The driver glanced down at the digital dashboard clock.
It read 12:45 PM.
"She's four hours early. The background file says her shift usually runs until five-thirty."
"Doesn't matter," the passenger countered, his fingers flying across an encrypted tablet interface to log the anomaly. He quickly snapped a high-resolution photo of her crossing the pavement toward the concrete steps of the transit stairs.

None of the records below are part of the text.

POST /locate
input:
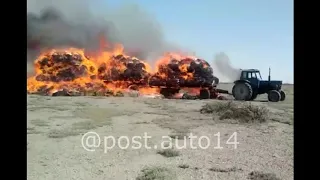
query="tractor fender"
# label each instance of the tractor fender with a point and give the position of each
(241, 81)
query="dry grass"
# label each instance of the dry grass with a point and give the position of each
(243, 112)
(257, 175)
(183, 166)
(169, 153)
(156, 173)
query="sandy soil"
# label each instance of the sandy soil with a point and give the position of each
(56, 126)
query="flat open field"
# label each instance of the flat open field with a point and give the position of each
(56, 126)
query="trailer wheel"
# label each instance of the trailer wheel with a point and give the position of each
(274, 96)
(204, 94)
(283, 95)
(254, 96)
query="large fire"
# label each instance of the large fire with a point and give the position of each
(76, 72)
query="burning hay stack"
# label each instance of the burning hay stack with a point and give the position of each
(62, 66)
(124, 69)
(178, 72)
(72, 73)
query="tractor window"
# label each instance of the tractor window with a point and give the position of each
(244, 75)
(258, 75)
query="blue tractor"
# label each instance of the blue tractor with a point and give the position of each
(250, 85)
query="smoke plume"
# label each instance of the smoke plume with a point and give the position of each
(222, 64)
(62, 23)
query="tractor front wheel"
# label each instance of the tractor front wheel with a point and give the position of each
(283, 95)
(274, 96)
(242, 91)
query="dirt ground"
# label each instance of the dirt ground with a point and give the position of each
(56, 125)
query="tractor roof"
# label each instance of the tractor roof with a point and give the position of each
(252, 70)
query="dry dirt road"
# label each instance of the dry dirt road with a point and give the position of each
(56, 125)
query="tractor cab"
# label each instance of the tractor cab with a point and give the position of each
(250, 74)
(250, 85)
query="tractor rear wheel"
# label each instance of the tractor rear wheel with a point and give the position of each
(283, 95)
(242, 91)
(254, 96)
(274, 96)
(204, 94)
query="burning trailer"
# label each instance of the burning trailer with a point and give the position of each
(70, 73)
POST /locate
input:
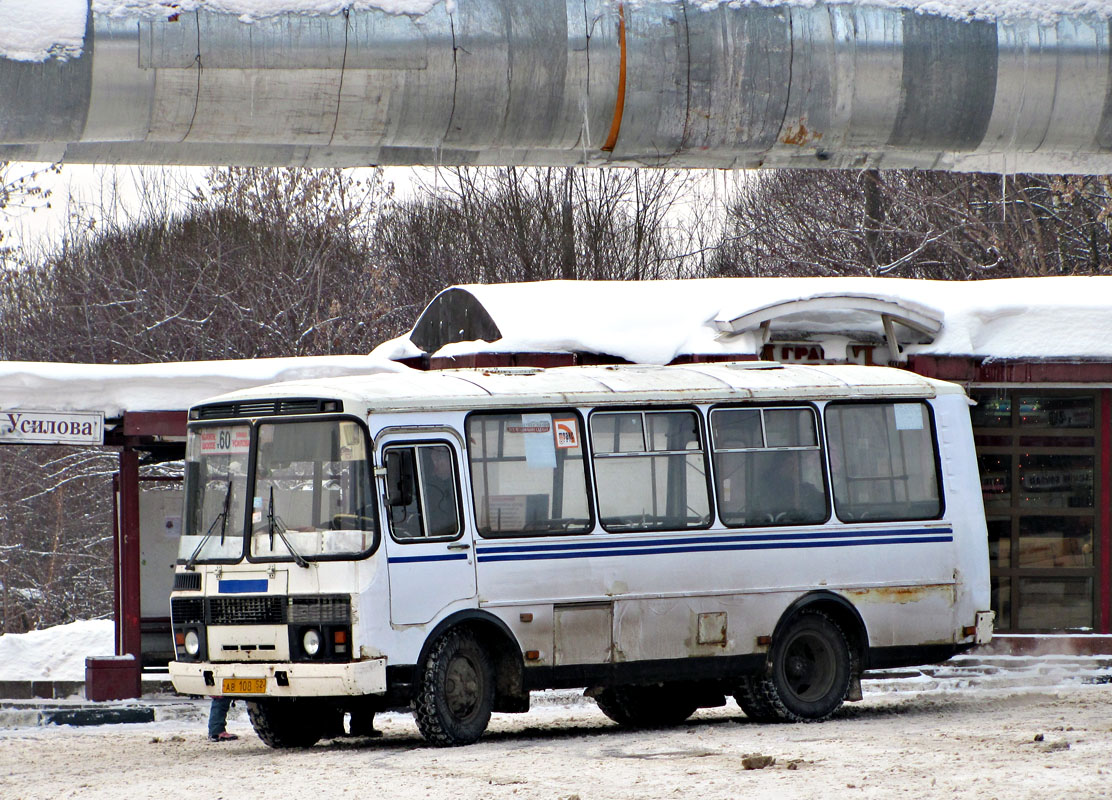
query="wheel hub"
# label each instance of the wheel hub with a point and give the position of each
(462, 687)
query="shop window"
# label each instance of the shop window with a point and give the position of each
(1036, 452)
(1055, 541)
(1002, 602)
(1050, 603)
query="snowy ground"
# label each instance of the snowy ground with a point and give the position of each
(912, 739)
(1015, 728)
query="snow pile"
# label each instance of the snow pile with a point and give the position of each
(249, 10)
(56, 653)
(113, 388)
(35, 30)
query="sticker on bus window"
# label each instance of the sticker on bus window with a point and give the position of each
(567, 433)
(539, 453)
(909, 416)
(225, 441)
(351, 442)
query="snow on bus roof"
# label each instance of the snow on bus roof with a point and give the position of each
(652, 322)
(656, 322)
(455, 389)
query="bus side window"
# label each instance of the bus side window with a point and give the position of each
(422, 496)
(649, 470)
(527, 473)
(767, 466)
(884, 464)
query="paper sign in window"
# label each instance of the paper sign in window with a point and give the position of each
(567, 434)
(909, 416)
(539, 450)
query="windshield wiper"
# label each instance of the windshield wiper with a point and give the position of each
(222, 519)
(276, 525)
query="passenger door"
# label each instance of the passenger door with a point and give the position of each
(429, 551)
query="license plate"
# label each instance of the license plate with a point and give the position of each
(245, 685)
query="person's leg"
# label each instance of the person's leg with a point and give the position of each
(218, 715)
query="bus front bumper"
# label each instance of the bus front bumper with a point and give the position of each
(286, 680)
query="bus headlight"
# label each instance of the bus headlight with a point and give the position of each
(192, 642)
(310, 642)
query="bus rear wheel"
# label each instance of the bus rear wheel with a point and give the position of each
(750, 694)
(287, 723)
(456, 694)
(812, 667)
(646, 707)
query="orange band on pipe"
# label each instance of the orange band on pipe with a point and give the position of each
(619, 104)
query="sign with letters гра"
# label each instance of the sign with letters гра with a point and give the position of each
(25, 426)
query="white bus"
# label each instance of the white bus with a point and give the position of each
(663, 536)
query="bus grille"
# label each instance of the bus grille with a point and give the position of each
(267, 610)
(320, 611)
(187, 581)
(184, 612)
(255, 408)
(262, 610)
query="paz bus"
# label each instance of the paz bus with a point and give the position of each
(664, 537)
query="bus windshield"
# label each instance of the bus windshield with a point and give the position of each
(311, 491)
(216, 493)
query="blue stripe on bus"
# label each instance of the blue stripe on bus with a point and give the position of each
(230, 586)
(419, 559)
(713, 540)
(710, 549)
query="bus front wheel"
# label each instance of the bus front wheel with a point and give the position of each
(456, 694)
(812, 667)
(287, 723)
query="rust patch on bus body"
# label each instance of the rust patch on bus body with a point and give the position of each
(903, 594)
(800, 135)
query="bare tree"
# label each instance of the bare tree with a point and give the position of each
(917, 224)
(251, 263)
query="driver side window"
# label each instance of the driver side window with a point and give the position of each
(422, 495)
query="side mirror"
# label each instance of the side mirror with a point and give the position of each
(399, 477)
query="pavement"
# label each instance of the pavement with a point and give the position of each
(62, 702)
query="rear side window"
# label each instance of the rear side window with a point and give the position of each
(527, 473)
(767, 466)
(649, 470)
(884, 463)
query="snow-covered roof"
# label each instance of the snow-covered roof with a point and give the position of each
(707, 383)
(657, 322)
(113, 388)
(647, 323)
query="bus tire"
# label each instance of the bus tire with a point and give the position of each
(750, 694)
(455, 698)
(286, 723)
(646, 707)
(811, 669)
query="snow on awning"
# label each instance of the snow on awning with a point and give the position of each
(855, 316)
(657, 322)
(113, 388)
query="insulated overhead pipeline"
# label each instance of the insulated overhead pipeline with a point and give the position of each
(557, 82)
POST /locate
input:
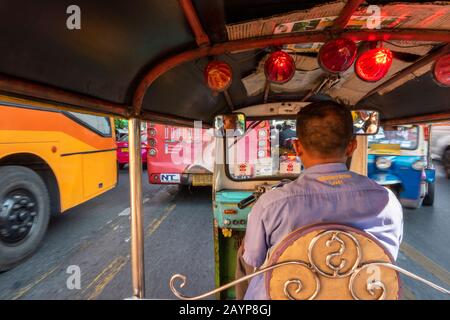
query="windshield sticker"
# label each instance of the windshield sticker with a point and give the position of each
(242, 170)
(264, 168)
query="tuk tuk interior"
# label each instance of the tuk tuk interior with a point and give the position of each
(128, 60)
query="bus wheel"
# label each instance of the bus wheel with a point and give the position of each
(429, 198)
(24, 214)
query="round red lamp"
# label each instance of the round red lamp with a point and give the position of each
(279, 67)
(441, 70)
(373, 64)
(337, 55)
(218, 75)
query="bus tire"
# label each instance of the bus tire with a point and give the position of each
(24, 214)
(429, 198)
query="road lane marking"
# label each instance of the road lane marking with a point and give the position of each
(105, 277)
(425, 263)
(154, 225)
(127, 211)
(26, 289)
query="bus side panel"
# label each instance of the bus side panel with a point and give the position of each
(70, 149)
(99, 172)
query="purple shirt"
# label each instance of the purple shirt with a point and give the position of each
(322, 193)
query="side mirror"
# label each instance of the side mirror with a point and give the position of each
(365, 122)
(229, 125)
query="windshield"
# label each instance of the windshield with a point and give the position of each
(406, 137)
(265, 151)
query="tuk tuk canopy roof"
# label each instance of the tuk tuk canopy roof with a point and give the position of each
(145, 58)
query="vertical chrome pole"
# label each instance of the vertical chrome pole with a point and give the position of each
(137, 221)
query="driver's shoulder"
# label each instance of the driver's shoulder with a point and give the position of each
(278, 196)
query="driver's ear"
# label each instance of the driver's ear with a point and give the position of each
(351, 147)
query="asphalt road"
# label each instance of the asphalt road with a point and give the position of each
(94, 237)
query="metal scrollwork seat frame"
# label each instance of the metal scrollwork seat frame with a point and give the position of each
(325, 261)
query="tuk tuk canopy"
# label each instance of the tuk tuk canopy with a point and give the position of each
(146, 58)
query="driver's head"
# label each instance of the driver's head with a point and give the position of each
(325, 133)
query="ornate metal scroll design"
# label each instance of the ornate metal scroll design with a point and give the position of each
(378, 284)
(335, 237)
(287, 285)
(296, 283)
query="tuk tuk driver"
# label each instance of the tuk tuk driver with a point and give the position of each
(326, 191)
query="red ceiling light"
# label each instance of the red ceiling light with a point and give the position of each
(373, 64)
(279, 67)
(441, 70)
(337, 55)
(218, 75)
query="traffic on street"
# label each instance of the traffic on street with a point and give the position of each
(98, 243)
(224, 150)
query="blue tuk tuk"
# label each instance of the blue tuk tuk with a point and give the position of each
(399, 159)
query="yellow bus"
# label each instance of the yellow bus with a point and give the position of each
(50, 161)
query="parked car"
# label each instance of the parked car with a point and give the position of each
(440, 145)
(122, 150)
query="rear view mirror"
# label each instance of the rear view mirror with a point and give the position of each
(229, 125)
(365, 122)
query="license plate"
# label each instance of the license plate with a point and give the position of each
(169, 178)
(202, 180)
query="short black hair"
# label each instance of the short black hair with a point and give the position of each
(325, 128)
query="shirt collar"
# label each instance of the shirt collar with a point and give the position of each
(327, 168)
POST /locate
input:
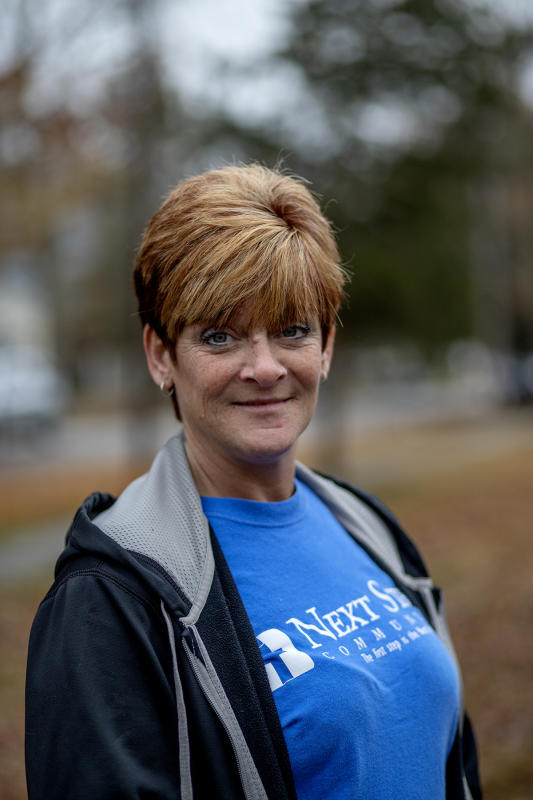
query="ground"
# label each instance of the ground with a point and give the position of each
(464, 491)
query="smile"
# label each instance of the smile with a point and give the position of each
(265, 403)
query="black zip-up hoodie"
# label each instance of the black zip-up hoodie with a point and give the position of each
(144, 675)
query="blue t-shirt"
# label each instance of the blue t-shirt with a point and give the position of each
(366, 692)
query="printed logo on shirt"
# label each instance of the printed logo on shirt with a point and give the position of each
(397, 629)
(296, 661)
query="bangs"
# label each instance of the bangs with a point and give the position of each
(278, 281)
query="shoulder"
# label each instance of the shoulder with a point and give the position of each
(366, 516)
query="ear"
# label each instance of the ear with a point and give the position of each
(327, 353)
(157, 357)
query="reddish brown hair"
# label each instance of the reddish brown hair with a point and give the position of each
(234, 235)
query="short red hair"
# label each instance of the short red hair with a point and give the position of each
(231, 236)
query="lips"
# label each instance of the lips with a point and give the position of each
(260, 403)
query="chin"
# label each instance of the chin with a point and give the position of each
(266, 449)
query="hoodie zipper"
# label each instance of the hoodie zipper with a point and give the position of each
(201, 681)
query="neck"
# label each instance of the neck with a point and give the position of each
(219, 475)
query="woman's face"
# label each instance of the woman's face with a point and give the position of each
(248, 394)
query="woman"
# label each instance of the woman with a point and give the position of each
(235, 625)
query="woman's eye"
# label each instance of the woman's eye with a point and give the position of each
(295, 332)
(216, 337)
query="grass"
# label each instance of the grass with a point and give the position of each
(465, 494)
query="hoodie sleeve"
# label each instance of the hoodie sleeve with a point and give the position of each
(100, 710)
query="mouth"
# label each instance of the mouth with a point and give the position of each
(264, 403)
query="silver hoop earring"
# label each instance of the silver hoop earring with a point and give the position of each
(168, 391)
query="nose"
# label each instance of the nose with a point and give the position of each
(263, 364)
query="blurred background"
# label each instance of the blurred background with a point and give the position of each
(413, 122)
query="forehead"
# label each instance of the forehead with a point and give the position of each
(251, 316)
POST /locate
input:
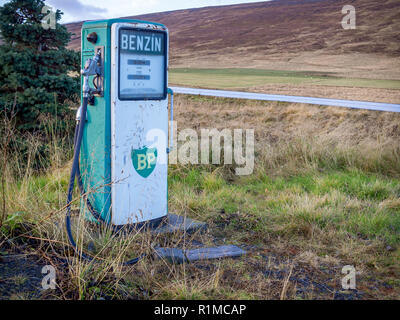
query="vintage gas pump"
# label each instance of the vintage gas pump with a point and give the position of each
(121, 140)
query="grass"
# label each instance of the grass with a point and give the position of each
(325, 193)
(229, 78)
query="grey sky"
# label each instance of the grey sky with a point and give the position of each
(77, 10)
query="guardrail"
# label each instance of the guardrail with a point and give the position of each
(377, 106)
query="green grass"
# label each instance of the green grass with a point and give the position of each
(349, 202)
(244, 78)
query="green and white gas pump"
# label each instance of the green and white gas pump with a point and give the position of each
(121, 139)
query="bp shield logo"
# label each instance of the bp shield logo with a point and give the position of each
(144, 160)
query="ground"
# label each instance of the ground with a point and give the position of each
(324, 194)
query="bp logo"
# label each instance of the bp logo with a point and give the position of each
(144, 160)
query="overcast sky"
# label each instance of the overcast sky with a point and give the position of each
(77, 10)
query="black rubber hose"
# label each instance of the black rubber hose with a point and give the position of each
(75, 171)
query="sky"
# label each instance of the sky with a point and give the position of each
(77, 10)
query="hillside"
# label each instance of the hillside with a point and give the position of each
(285, 35)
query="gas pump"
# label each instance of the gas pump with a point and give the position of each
(121, 139)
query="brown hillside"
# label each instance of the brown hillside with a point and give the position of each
(285, 34)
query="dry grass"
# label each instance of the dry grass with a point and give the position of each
(323, 194)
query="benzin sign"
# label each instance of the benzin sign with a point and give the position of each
(141, 42)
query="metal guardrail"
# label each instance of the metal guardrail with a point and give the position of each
(377, 106)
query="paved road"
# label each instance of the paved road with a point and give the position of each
(378, 106)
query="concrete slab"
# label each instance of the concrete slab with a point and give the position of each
(174, 223)
(178, 256)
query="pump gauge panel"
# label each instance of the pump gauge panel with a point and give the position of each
(142, 64)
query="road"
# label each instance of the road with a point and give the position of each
(377, 106)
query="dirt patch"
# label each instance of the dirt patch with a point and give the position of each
(21, 277)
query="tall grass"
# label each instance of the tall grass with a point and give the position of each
(325, 197)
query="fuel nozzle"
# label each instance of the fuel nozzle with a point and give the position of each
(92, 68)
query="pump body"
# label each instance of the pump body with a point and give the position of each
(124, 153)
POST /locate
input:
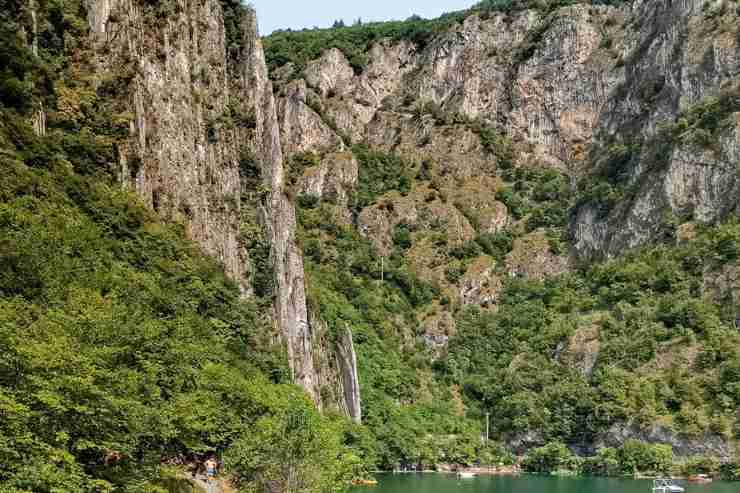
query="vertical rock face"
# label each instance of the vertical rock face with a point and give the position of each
(349, 378)
(197, 110)
(181, 163)
(291, 314)
(677, 55)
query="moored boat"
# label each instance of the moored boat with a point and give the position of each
(365, 482)
(664, 485)
(700, 478)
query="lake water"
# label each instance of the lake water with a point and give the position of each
(525, 483)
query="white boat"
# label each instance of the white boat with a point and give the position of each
(666, 486)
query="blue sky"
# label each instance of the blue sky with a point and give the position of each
(297, 14)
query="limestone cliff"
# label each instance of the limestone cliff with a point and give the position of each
(627, 115)
(202, 119)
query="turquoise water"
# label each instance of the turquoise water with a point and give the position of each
(525, 483)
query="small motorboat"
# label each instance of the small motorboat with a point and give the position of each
(664, 485)
(364, 482)
(700, 478)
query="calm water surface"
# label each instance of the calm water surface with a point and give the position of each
(448, 483)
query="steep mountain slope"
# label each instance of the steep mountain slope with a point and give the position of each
(471, 167)
(127, 353)
(525, 209)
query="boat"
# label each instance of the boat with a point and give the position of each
(365, 482)
(664, 485)
(700, 478)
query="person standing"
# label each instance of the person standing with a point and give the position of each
(211, 466)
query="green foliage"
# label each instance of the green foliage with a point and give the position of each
(121, 345)
(117, 335)
(300, 47)
(646, 304)
(400, 423)
(635, 456)
(551, 457)
(379, 173)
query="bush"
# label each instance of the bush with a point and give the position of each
(549, 458)
(380, 173)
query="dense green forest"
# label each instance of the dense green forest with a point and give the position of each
(355, 40)
(126, 353)
(122, 347)
(670, 351)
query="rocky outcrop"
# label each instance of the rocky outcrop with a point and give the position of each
(197, 112)
(291, 313)
(347, 359)
(178, 159)
(683, 446)
(672, 65)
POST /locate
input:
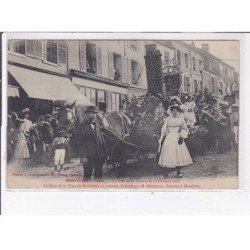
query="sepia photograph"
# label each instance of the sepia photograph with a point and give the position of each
(122, 114)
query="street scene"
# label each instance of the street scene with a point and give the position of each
(119, 114)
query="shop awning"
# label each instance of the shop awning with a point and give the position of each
(46, 86)
(12, 91)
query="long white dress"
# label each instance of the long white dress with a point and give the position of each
(173, 154)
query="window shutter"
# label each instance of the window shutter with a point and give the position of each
(39, 49)
(111, 65)
(139, 74)
(109, 101)
(113, 102)
(183, 59)
(129, 71)
(30, 47)
(61, 50)
(82, 56)
(124, 70)
(117, 102)
(99, 61)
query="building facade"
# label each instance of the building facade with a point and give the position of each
(191, 64)
(103, 71)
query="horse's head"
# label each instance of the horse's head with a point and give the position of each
(118, 123)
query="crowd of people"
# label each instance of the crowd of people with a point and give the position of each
(180, 120)
(42, 143)
(37, 143)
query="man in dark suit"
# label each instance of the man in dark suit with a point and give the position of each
(48, 137)
(92, 145)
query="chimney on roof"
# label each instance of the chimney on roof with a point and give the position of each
(205, 47)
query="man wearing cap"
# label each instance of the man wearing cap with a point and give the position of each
(48, 137)
(92, 151)
(24, 114)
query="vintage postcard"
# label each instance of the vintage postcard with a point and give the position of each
(121, 114)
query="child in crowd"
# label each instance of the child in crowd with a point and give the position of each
(59, 145)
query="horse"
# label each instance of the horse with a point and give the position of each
(116, 128)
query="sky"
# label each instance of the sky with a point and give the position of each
(228, 51)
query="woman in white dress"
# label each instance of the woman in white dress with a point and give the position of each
(173, 151)
(21, 152)
(188, 108)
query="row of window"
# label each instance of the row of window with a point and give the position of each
(121, 69)
(106, 101)
(50, 51)
(197, 85)
(196, 64)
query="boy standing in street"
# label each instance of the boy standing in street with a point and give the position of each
(59, 145)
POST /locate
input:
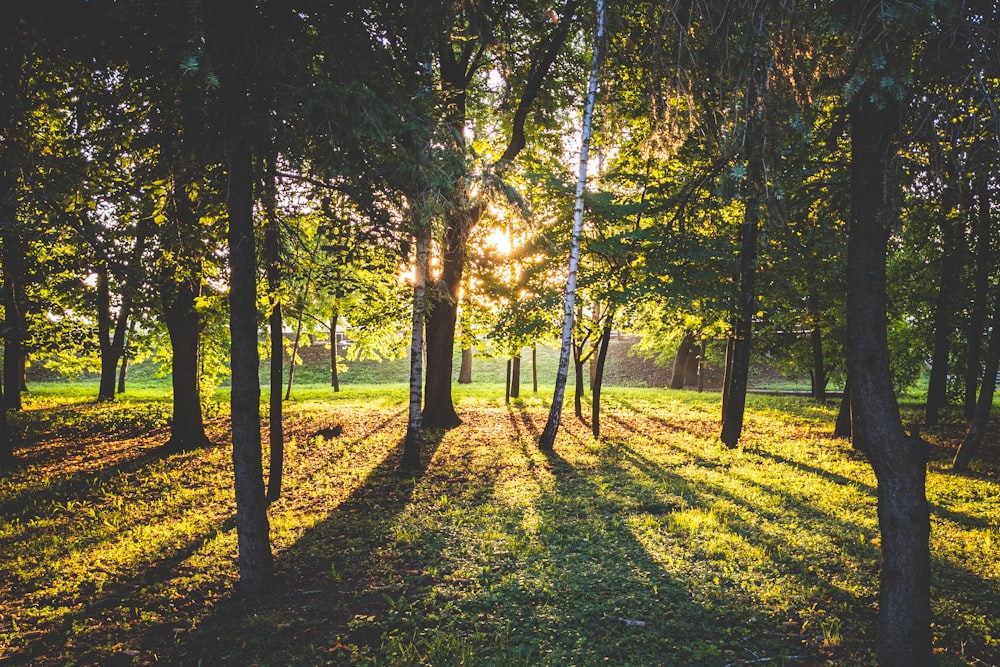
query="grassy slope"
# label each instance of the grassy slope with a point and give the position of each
(654, 545)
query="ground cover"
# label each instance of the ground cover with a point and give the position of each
(652, 546)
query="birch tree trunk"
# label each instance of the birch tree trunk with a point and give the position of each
(547, 440)
(414, 431)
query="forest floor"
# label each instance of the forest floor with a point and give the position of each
(653, 545)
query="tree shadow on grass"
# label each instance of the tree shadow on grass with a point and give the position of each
(329, 583)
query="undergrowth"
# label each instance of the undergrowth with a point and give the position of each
(654, 545)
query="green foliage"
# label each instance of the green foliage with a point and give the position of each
(652, 545)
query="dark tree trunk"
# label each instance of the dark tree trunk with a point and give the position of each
(977, 318)
(677, 376)
(334, 373)
(578, 393)
(534, 369)
(515, 377)
(691, 366)
(701, 367)
(899, 461)
(842, 429)
(272, 270)
(123, 372)
(15, 329)
(296, 341)
(6, 445)
(977, 429)
(937, 385)
(506, 384)
(414, 439)
(187, 429)
(235, 51)
(727, 375)
(732, 418)
(109, 355)
(816, 341)
(602, 357)
(439, 407)
(465, 372)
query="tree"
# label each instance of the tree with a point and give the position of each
(546, 441)
(898, 460)
(234, 40)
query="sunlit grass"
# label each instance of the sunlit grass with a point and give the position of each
(654, 545)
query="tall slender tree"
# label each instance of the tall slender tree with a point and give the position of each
(546, 441)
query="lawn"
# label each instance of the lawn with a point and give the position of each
(654, 545)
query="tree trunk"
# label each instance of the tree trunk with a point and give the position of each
(506, 384)
(727, 375)
(546, 441)
(6, 445)
(937, 385)
(465, 372)
(842, 429)
(899, 461)
(816, 341)
(732, 419)
(602, 357)
(272, 270)
(701, 367)
(977, 429)
(109, 356)
(334, 374)
(534, 369)
(515, 377)
(231, 24)
(678, 375)
(413, 442)
(15, 328)
(977, 318)
(296, 341)
(187, 428)
(439, 407)
(578, 393)
(123, 372)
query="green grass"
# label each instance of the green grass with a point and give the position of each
(654, 545)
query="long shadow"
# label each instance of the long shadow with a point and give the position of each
(50, 645)
(946, 572)
(310, 598)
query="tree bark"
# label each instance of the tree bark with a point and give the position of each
(15, 328)
(899, 461)
(6, 445)
(187, 428)
(334, 373)
(678, 375)
(534, 369)
(977, 429)
(816, 342)
(937, 385)
(272, 271)
(732, 419)
(439, 407)
(231, 24)
(842, 429)
(977, 318)
(546, 441)
(578, 392)
(515, 377)
(602, 357)
(465, 372)
(413, 441)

"No secondary assets in sight. No signs of a drop-off. She's moving toward the platforms alone. Log it and send the transmission directly to the client."
[Surveillance Log: Team Alpha
Target: Anderson, Pollen
Location: 20th Street Snowflakes Station Entrance
Time: 12:45 PM
Subject has unexpectedly exited the Matrix Co. building four hours ahead of her standard schedule. No signs of contact or secondary assets in the immediate vicinity. Subject is boarding the southbound Blue Line train alone.
Awaiting instructions from Mr. Morris. Should we intercept or follow to the next stop?]